Съ цѣлью улучшить ихъ кореннымъ образомъ можно бы, конечно, предложить, чтобы во главѣ каждой тюрьмы стоялъ Песталоцци и 60 другихъ Песталоцци замѣщали бы должность надзирателей. Боюсь лишь, что тюремная администрація можетъ отвѣтить мнѣ на подобіе Александра II, написавшаго однажды на административномъ отчетѣ: „гдѣ мнѣ взять людей?“ — ибо несомнѣнно, что покуда наши тюрьмы останутся тюрьмами, Песталоцци будутъ являться рѣдкимъ исключеніемъ среди завѣдующихъ тюрьмами и надзирателей, мѣста которыхъ по-прежнему будутъ заполняться отставными солдатами.
Чѣмъ болѣе размышляешь о частичныхъ улучшеніяхъ, которыя могутъ быть введены, чѣмъ болѣе обсуждаешь ихъ реальное практическое значеніе, тѣмъ болѣе убѣждаешься, что тѣ немногія изъ нихъ, которыя могутъ быть введены, не имѣютъ существеннаго значенія, а улучшенія серьезнаго характера совершенно невозможны при настоящей системѣ. Значитъ, приходится искать какого-либо иного выхода. Теперешняя система ошибочна въ самомъ основаніи.
Однимъ изъ наиболѣе поражающихъ въ системѣ нашихъ карательныхъ учрежденій обстоятельствъ является то, что разъ человѣкъ побывалъ въ тюрьмѣ, имѣется три шанса противъ одного, что онъ вскорѣ послѣ освобожденія опять попадетъ въ нее. Конечно, имѣются немногія исключенія изъ этого правила. Въ каждой тюрьмѣ вы найдете людей, которые попали туда случайно. Въ ихъ жизни было такое фатальное стеченіе обстоятельствъ, которое вызвало бурное проявленіе страсти или слабости, и въ результатѣ они попали за тюремныя стѣны. Я думаю, всякій согласится, относительно подобныхъ лицъ, что еслибы ихъ совсѣмъ не запирали въ тюрьмы, общество отъ этого нисколько бы не пострадало. А, между тѣмъ, ихъ мучаютъ въ тюрьмахъ и никто не сможетъ отвѣтить на вопросъ: — „зачѣмъ?“ Они сами сознаютъ вредоносность своихъ поступковъ и несомнѣнно это чувство было бы въ нихъ еще глубже, если бы ихъ совсѣмъ не держали въ заключеніи.

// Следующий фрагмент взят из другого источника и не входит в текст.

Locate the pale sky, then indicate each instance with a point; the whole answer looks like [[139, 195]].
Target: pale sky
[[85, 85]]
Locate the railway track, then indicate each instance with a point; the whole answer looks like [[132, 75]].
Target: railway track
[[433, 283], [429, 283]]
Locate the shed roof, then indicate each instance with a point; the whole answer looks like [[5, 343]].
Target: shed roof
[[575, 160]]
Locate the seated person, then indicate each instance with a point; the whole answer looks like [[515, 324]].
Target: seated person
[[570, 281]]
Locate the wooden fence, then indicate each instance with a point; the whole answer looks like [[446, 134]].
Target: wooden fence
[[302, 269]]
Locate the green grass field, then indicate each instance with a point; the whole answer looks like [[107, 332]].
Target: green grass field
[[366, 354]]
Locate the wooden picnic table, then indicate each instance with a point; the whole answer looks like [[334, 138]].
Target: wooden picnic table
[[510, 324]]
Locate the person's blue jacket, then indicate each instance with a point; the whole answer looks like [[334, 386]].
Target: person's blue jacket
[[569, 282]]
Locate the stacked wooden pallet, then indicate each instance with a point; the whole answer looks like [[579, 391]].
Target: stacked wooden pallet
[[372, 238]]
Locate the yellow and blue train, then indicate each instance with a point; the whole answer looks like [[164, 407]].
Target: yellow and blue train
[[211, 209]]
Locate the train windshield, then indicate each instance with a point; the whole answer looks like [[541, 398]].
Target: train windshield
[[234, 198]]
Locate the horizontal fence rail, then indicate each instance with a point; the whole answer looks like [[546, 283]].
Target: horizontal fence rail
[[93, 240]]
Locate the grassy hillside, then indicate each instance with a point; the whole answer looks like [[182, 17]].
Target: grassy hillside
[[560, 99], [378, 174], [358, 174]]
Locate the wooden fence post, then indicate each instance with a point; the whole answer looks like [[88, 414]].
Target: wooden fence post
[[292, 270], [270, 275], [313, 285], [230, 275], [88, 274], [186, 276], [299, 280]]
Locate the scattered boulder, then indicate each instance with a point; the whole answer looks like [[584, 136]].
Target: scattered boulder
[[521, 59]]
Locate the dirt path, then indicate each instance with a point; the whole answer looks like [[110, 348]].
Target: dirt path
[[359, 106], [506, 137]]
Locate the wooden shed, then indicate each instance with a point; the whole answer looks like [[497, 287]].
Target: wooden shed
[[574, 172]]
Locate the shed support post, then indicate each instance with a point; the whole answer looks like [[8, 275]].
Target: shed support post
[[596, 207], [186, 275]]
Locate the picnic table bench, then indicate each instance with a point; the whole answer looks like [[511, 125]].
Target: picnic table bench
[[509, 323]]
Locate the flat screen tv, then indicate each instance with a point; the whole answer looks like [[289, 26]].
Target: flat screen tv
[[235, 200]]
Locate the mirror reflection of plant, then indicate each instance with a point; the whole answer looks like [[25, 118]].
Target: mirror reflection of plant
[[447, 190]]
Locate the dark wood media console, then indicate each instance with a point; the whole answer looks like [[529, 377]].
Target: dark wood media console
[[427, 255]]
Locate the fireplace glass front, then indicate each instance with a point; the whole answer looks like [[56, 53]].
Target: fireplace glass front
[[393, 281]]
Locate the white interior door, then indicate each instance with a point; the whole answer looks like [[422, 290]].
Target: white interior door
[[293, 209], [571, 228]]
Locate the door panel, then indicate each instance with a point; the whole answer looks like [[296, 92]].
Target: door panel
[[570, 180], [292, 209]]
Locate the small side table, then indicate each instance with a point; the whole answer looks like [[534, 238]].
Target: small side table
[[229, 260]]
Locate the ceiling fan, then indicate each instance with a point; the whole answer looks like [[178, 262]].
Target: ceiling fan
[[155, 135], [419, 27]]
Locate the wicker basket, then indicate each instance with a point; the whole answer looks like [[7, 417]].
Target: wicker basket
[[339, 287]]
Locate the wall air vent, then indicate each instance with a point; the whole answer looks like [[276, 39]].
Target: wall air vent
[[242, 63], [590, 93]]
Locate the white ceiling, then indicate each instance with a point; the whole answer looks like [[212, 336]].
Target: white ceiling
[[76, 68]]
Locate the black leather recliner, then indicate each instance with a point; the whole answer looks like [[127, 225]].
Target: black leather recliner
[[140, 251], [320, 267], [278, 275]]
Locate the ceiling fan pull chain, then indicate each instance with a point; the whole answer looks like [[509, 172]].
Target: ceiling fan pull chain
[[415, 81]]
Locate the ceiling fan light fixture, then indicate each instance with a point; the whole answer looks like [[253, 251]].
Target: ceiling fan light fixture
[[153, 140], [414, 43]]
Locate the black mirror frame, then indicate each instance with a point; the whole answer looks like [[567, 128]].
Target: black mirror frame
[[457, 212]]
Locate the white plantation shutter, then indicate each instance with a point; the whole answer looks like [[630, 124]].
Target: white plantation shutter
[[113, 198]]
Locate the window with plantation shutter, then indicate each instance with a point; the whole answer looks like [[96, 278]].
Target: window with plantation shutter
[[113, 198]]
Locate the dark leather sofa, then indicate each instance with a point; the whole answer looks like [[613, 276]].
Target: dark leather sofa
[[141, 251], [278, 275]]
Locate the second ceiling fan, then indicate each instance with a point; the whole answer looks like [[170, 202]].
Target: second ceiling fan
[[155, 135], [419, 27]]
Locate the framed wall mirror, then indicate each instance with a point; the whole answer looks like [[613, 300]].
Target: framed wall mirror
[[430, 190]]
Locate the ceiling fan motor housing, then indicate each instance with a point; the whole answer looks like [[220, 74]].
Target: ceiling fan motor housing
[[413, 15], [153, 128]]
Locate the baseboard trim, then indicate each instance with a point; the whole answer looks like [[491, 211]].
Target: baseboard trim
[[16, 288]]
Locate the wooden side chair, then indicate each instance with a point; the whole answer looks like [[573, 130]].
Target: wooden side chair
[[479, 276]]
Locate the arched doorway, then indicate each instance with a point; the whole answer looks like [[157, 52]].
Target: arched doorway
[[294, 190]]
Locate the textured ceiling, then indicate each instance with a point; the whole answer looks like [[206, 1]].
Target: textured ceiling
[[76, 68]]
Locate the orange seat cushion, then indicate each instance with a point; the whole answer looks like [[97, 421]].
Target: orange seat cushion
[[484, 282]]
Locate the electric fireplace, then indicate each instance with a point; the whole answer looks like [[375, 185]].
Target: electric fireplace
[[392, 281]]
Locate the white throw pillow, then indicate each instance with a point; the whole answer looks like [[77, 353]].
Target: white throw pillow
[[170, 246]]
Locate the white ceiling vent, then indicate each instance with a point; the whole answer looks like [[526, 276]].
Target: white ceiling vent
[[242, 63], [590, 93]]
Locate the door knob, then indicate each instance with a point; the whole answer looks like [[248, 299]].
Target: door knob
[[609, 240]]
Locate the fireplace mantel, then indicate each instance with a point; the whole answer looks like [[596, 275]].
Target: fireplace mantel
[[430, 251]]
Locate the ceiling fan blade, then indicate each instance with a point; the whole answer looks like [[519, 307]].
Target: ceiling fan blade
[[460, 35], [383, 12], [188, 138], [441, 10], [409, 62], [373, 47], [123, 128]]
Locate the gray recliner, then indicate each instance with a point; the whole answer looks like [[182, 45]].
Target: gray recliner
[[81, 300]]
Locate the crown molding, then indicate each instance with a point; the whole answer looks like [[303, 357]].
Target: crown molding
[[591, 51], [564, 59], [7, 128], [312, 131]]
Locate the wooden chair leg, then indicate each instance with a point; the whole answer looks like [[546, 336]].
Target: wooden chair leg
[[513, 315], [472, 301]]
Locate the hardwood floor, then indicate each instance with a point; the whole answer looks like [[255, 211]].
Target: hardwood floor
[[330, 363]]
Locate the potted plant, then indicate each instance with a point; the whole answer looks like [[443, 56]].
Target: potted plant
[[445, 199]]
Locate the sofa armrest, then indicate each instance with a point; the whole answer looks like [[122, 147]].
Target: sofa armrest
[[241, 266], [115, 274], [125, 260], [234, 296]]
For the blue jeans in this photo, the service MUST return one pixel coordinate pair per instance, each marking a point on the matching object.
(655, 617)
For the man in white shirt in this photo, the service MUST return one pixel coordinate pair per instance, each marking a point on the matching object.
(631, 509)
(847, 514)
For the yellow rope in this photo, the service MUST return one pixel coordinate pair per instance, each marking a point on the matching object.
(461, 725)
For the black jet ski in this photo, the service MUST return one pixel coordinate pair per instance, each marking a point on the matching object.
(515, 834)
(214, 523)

Число подобныхъ лицъ вовсе не такъ мало, какъ это обыкновенно полагаютъ и несправедливость ихъ заключенія настолько очевидна, что въ послѣднее время раздаются многіе авторитетные голоса, въ томъ числѣ англійскихъ судей[9], настаивающіе на необходимости дать судьямъ право освобождать такихъ лицъ, не налагая на нихъ никакого наказания.
Но криминалисты навѣрное скажутъ, что имѣется другой многочисленный классъ обитателей тюремъ, для которыхъ собственно и предназначаются наши карательныя учрежденія. И тутъ возникаетъ вопросъ: насколько тюрьмы отвѣчаютъ своей цѣли, по отношенію къ этому разряду заключенныхъ? насколько онѣ улучшаютъ ихъ? и насколько устрашаютъ, предупреждая такимъ образомъ дальнѣйшее нарушеніе закона?[10]
На этотъ вопросъ не можетъ быть двухъ отвѣтовъ. Цифры съ совершенной ясностью указываютъ намъ, что предполагаемое двойное вліяніе тюремъ — воздерживающее и нравственно-оздоровляющее — существуетъ лишь въ воображеніи юристовъ. Почти половина всѣхъ лицъ приговариваемыхъ во Франціи и Англіи окружными судами, — рецидивисты, уже разъ или два побывавшіе въ тюрьмѣ. Во Франціи отъ двухъ-пятыхъ до половины всѣхъ привлекаемыхъ къ уголовному суду присяжныхъ и двѣ-пятыхъ всѣхъ привлекаемыхъ къ суду исправительной полиціи, — уже побывали въ тюрьмахъ. Каждый годъ арестуется не менѣе 70000 до 72,000 рецидивистовъ. Отъ 42% до 45% всѣхъ убійцъ и отъ 70% до 72% всѣхъ воровъ, осуждаемыхъ ежегодно — рецидивисты. Въ большихъ городахъ эта пропорція еще болѣе высока. Изъ всѣхъ арестованныхъ въ Парижѣ въ 1880 году болѣе одной четверти были уже приговорены въ теченіе предыдущихъ десяти лѣтъ болѣе четырехъ разъ. Что же касается до центральныхъ тюремъ, то отъ 20% до 40% всѣхъ освобождаемыхъ изъ нихъ ежегодно арестантовъ снова попадаютъ въ центральныя тюрьмы въ теченіе перваго же года по освобожденіи и, — большею частью въ первые же мѣсяцы. Количество рецидивистовъ было бы еще болѣе, еслибы не то обстоятельство, что многіе освобожденные ускользаютъ отъ вниманія полиціи, мѣняя свои имена и профессіи; кромѣ того, многіе изъ нихъ эмигрируютъ или умираютъ скоро послѣ освобожденія[11].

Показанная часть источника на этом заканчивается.